Great Expectations
Great Expectations
I thought I knew quite a bit about camping before I ever experienced it, what with Mom’s all absorbing preparations for one camp or another. Finally, I flew up to Guides from Brownies and actually went myself.
Great Expectations
Guiding and camping were great equalizers. The shrill of the phone rang often when camp time drew near as Mom reassured one nervous or unrealistic mother or another. “How many party frocks should be packed for my Mary Jane?” was the sort of burning question that needed to be cleared up.
At camp itself, expectations still needed to be checked, and the idea of self reliance introduced. There was always a Jocelyn, or two, who was not too tired after a day’s camp to slip her shoes outside the tent, before it was laced up for the night, expecting them to be spit and polished by morning. “By whom?” Mom would ask.
For my part, the joys of camping were elusive and came with their disillusionments too. Where was the joy of digging a latrine trench and erecting Hessian from tree to tree, for a modicum of privacy?
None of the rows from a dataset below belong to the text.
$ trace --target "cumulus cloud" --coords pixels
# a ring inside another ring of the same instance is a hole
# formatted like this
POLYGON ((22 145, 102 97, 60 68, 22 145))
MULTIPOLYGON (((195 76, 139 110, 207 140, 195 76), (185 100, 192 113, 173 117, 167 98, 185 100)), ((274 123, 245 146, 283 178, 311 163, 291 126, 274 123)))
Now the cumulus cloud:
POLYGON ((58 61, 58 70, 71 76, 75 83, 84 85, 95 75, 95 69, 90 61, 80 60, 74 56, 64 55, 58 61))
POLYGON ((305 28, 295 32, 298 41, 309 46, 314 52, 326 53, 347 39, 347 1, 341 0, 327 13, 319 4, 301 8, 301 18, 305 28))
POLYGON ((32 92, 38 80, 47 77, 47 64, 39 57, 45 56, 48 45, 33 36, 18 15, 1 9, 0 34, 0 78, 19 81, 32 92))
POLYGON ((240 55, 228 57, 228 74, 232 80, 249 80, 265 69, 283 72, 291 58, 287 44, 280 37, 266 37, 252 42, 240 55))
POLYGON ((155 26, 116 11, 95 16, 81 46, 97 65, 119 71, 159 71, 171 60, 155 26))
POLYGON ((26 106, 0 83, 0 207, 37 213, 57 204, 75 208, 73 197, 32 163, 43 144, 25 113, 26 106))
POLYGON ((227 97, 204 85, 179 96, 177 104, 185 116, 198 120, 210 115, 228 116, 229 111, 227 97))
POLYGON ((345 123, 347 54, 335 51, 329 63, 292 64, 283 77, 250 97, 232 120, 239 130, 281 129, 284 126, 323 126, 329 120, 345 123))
Dad, it seemed, had, only recently, finally successfully moved heaven and earth to bring water born sewage to town so everyone could get rid of their PK (Picannini Kia, ‘little house’ – drop toilets) at the bottom of their gardens.
We’d just got a wonderful new electric stove with a warming drawer to keep Dad’s dinner warm when he didn’t get home for supper. Going back to a wood fire, making Dutch ovens out of mud and lashing together our own tables made out of sticks, did not really seem like fun to me. It seemed like going back in time, while Dad was going forward, slowly, for everyone’s benefit. Mom insisted, “It’s healthy to get back to nature. It’s character building. You’ll learn self reliance and survival skills. You never know when you’ll need to fall back on these in life.”
Meanwhile Dad and the boys were learning self reliance at home, usually on short notice. I secretly envied them.